When we reviewed her initial IEP evaluations from 1st grade, her IQ was listed as 132.  Teachers and parents described her hyperactivity, her distractibility, her impulsive chatter and non-stop energy.  She received the ADHD diagnosis and was funneled into special education.  The word gifted appeared one time and was promptly hidden beneath the “more pressing” issues of behavioral conformity.

And this is why I’m so passionate about raising awareness of true giftedness.  Yes, I want identified gifted individuals to have better tools to thrive, but even more important to me is raising understanding to appropriately identify all those kids who slip through the cracks.
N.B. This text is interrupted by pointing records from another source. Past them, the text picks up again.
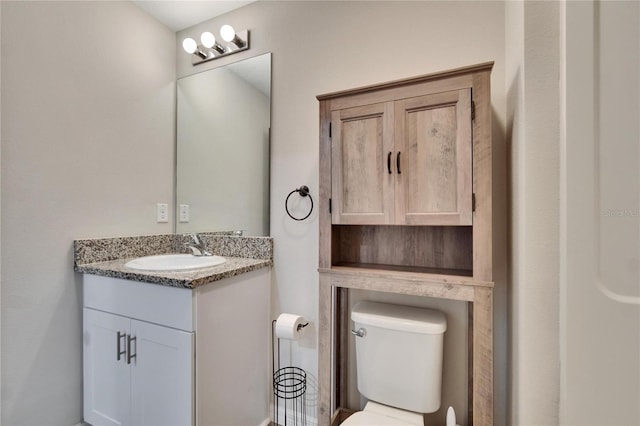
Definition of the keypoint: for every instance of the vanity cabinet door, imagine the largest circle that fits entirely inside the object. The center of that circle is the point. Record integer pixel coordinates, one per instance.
(433, 140)
(107, 393)
(362, 165)
(136, 373)
(162, 385)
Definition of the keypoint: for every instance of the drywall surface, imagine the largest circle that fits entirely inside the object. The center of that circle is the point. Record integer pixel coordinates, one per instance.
(600, 304)
(87, 151)
(321, 47)
(532, 52)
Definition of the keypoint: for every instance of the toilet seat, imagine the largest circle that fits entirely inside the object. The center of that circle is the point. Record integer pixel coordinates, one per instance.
(362, 418)
(375, 414)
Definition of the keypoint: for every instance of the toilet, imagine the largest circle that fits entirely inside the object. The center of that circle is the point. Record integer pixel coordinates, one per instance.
(399, 363)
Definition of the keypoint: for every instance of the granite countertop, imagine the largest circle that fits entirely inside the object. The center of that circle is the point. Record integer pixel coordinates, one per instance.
(107, 257)
(183, 279)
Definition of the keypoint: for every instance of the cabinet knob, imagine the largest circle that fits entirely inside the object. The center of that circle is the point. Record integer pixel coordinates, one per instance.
(359, 333)
(130, 353)
(120, 350)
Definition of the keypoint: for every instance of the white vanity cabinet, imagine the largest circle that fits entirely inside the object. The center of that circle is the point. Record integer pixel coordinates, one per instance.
(160, 355)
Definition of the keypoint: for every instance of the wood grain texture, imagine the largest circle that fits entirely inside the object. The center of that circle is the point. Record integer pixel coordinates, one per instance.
(433, 133)
(324, 190)
(444, 247)
(483, 356)
(325, 350)
(445, 261)
(482, 177)
(362, 187)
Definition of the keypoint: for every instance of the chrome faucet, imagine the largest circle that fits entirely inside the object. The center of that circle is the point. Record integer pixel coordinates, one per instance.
(196, 246)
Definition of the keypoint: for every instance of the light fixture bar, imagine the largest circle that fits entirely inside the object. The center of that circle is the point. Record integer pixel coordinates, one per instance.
(221, 49)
The picture of the typical kid referred for gifted evaluation:  sits nicely in class, raises hand to answer every question, aces all tests and quizzes, wants to please the teacher, is typically fair-skinned, middle class, and generally well put together.  These kids could be gifted, sure.  But, the reality of gifted often looks more like this:

Any and all socio-economic status, blurts out questions, squiggles constantly, interrupts teachers, appears to be defiant because corrects teachers when misinformation is given, acts silly around age peers because doesn’t really know how to “act their age” and is trying to fit in, refuses to turn in homework, triggers power struggles, has shoes untied, messy desks, loses homework, refuses to do homework, loudly complains that the work is too hard or too stupid or too boring, stares off into space and doesn’t pay attention, meltsdown at recess or lunch or when things don’t go their way, refuses to put on winter coat or hat for recess, doodles, cries when the fire alarm goes off, takes apart the teacher’s desk phone.  I could go on and on.
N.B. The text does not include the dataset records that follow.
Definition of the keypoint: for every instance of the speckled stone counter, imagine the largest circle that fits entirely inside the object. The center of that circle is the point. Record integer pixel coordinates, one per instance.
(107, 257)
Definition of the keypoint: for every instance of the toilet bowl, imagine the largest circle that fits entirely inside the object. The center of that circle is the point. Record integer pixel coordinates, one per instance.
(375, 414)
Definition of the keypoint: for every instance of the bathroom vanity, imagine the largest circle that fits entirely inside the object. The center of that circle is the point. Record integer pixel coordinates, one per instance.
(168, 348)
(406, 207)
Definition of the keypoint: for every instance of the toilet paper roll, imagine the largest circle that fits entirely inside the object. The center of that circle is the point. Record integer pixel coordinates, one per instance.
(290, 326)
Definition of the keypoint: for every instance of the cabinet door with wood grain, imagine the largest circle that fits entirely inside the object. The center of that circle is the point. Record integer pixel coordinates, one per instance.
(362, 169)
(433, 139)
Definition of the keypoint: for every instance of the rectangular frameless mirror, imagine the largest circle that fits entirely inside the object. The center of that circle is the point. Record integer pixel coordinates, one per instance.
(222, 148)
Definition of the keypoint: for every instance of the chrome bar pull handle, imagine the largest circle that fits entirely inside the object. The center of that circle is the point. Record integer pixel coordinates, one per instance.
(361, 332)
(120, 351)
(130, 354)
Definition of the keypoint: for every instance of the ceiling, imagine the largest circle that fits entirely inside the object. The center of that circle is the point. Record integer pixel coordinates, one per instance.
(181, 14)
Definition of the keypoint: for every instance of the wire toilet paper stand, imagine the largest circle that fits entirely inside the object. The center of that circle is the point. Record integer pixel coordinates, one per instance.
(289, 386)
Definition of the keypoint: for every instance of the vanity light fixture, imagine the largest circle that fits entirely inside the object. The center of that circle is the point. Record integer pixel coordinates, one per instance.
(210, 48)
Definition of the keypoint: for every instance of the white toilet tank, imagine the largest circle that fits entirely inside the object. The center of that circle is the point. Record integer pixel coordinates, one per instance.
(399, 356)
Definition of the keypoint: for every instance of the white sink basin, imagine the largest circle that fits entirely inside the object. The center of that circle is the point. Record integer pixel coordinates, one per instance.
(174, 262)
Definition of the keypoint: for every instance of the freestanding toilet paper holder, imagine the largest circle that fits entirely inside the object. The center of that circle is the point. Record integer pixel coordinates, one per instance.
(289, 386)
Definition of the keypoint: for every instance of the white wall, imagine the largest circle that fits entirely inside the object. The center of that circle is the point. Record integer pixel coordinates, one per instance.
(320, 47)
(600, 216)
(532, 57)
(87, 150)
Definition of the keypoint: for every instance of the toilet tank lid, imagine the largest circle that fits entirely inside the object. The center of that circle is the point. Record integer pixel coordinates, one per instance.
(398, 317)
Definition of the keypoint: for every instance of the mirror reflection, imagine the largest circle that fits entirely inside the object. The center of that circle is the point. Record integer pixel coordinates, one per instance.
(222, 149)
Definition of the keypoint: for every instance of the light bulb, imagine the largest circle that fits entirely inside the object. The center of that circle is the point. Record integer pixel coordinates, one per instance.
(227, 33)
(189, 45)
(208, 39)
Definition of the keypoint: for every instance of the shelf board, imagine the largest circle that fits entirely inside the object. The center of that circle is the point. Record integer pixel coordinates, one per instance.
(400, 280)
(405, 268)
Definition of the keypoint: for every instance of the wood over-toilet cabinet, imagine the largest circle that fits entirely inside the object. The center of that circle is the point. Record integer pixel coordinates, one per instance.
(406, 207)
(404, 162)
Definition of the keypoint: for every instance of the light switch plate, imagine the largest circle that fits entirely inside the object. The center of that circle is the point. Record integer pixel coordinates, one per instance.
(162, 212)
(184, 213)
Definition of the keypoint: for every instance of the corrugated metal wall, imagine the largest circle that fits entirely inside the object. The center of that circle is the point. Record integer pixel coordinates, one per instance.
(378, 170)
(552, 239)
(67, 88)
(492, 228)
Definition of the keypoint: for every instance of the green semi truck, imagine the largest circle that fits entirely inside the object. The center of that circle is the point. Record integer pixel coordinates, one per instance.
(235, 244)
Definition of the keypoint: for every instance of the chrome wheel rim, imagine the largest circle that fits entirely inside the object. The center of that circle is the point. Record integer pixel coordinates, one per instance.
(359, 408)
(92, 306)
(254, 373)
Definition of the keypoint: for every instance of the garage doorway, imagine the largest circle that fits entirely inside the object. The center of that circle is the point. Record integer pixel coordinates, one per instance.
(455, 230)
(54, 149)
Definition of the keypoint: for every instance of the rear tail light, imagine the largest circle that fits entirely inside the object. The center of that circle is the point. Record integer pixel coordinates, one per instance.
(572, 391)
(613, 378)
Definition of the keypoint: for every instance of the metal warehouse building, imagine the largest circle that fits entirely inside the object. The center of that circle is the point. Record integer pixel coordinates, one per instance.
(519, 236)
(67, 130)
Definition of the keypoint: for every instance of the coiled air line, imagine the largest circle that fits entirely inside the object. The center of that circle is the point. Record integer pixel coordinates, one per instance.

I cannot count the number of “troublemakers” referred to me who are simply neglected, unidentified gifted kids.  Gifted can look a lot like various disorders.  Emotional intensity can cause big, uncontrollable emotions that can look like rage disorders or childhood bipolar.  Psychomotor intensity can cause squiggles and wiggles that look like ADHD.  Sensory intensity can cause pickiness and fearfulness and overwhelm that looks like autism or anxiety or ADHD’s distractibility.  Imaginational intensity can make anxiety really big.  Intellectual intensity can turn a child precocious and persistent, looking similar to oppositional defiance, autism, or any other misdiagnosed issue that includes an unwillingness to simply follow and obey.

I think of this 12-year-old who could clearly state, “I just get so bored in the special ed classes, and then I try to entertain myself, but it usually involves getting into trouble.”

I think of the 15-year-old girl who repeatedly tried to convince me she was stupid because her school only saw her dyslexia and missed the amazingly astute and creative mind that could tell detailed and vividly imaginative stories.

I think of the 7-year-old boy, reading 3 grades above level, hiding his abilities because he doesn’t “want to have to do more work”, and riddled with anxiety because he was misunderstood.

I think of my own 9-year-old daughter who will never score the 2 standard deviations above the norm on a typical IQ test because her disabilities get in the way of showing her true intelligence.

We need to look outside of the box of what we have traditionally thought giftedness to be.  We need to develop other screening methodologies that include assessment of what we know to be typical psycho-social traits of giftedness and accounts for socio-economic differences.  We need to see the “troublemakers” through detective lenses to identify what the behavior is trying to communicate and not pathologize and pigeonhole them for the remainder of their academic careers.  We need to separate achievement-based measures from actual identification.

As a therapist, I firmly believe that we can re-write negative messages and heal from negative experiences of mis- or missed diagnosis.  But, I also know that it is far less complicated to simply identify needs correctly in the first place.